Though it might be about societal disintegration in a near-future US, Civil War is neither an anti-Trump exemplum nor an anti-woke one. Garland, the writer and director of Ex Machina, Annihilation and Men, is defiantly uninterested in taking a side. Rather, his film is about the business of side-taking itself, and where our growing mania for doing so leads.
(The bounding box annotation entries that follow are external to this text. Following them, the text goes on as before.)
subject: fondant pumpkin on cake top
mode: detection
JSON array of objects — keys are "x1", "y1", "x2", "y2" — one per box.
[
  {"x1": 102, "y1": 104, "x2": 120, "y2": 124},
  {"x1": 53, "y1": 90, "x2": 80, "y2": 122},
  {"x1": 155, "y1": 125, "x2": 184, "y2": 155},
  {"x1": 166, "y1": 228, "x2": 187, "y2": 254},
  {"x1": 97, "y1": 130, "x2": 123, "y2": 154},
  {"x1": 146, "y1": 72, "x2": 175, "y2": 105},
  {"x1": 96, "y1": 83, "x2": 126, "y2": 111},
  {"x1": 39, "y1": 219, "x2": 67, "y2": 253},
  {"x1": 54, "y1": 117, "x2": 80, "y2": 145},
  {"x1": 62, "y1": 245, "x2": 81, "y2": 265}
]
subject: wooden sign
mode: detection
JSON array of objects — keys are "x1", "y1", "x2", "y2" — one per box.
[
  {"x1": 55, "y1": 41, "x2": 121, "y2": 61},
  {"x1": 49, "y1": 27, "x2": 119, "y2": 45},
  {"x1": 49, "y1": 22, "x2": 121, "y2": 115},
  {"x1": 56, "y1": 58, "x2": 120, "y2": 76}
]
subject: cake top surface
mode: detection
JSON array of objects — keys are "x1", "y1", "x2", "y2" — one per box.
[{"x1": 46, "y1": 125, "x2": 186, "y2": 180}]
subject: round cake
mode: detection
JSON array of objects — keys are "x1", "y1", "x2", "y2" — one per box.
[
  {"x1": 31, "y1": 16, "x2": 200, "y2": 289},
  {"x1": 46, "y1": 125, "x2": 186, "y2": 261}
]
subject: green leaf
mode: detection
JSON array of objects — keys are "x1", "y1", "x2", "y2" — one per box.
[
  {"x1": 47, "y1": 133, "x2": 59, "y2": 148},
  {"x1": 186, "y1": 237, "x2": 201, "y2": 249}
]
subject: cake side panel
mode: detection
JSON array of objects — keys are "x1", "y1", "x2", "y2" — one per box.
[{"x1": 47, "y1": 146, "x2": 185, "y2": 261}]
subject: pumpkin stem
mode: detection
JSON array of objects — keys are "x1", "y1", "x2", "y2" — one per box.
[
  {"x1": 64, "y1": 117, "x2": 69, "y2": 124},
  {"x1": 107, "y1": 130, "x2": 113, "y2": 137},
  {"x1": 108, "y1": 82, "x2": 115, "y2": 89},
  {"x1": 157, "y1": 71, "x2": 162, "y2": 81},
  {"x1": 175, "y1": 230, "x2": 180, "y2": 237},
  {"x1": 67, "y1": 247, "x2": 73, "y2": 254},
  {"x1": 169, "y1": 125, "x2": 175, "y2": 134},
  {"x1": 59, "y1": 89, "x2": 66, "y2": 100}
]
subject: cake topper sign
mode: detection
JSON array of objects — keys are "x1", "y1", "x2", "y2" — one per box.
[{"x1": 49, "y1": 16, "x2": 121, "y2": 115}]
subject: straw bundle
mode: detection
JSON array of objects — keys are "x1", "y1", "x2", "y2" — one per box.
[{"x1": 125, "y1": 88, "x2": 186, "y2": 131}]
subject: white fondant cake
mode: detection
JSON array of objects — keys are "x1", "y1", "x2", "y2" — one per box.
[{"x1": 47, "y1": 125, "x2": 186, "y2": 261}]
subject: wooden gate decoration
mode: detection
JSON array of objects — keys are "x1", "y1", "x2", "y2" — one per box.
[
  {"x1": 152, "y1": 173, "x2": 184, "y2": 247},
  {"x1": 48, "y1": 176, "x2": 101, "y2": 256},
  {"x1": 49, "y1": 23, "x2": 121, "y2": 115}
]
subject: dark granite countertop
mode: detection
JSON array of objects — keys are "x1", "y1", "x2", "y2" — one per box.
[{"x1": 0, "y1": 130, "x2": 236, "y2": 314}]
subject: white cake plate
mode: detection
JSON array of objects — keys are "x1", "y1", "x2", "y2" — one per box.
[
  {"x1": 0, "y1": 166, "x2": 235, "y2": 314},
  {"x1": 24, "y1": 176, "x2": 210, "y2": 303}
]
It opens in chaos: beyond the concrete perimeter of the president’s White House bunker, the breakaway forces of California and Texas march on Washington, while Florida toys with a secession of its own. Whatever prompted these defections is left unexplained, which is a smart move: if given a rationale, we’d only end up siding with or against it. Instead, Garland wants us to ponder what his film blasts at us with tension and style: a vision of a self-inflicted, and ultimately also self-willed, national collapse.
Fortunately, he gives us an expert to take our cue from. Grippingly played with battlescarred detachment by Kirsten Dunst, she is Lee Smith, a seasoned photojournalist. She’s clearly modelled on her namesake, Lee Miller – and in case we miss the reference, it’s pointed out by aspiring snapper Jessie, played by an exceptional Cailee Spaeny.
Soon, the two are driving from
New York to Washington (while avoiding the fighting) to interview the president in his Colonel Kurtz-like outpost. Also on board are Lee’s colleague Joel (Wagner Moura) and Stephen McKinley Henderson’s reporter Sammy.
Civil War moves in ways you’d forgotten films of this scale could – with compassion for its lead characters and a dark, prowling intellect, and yet a simultaneous total commitment to thrilling the audience. Each leg of the journey toggles between pin-drop suspense and rivetingly frantic firefights, often staged with a mesmerisingly surreal edge. An encounter with two loyalist troopers distils the film’s point of view on points of view into a single nerve-splintering standoff: one man’s righteousness can be another’s psychopathy, and sometimes the only difference between them is your angle.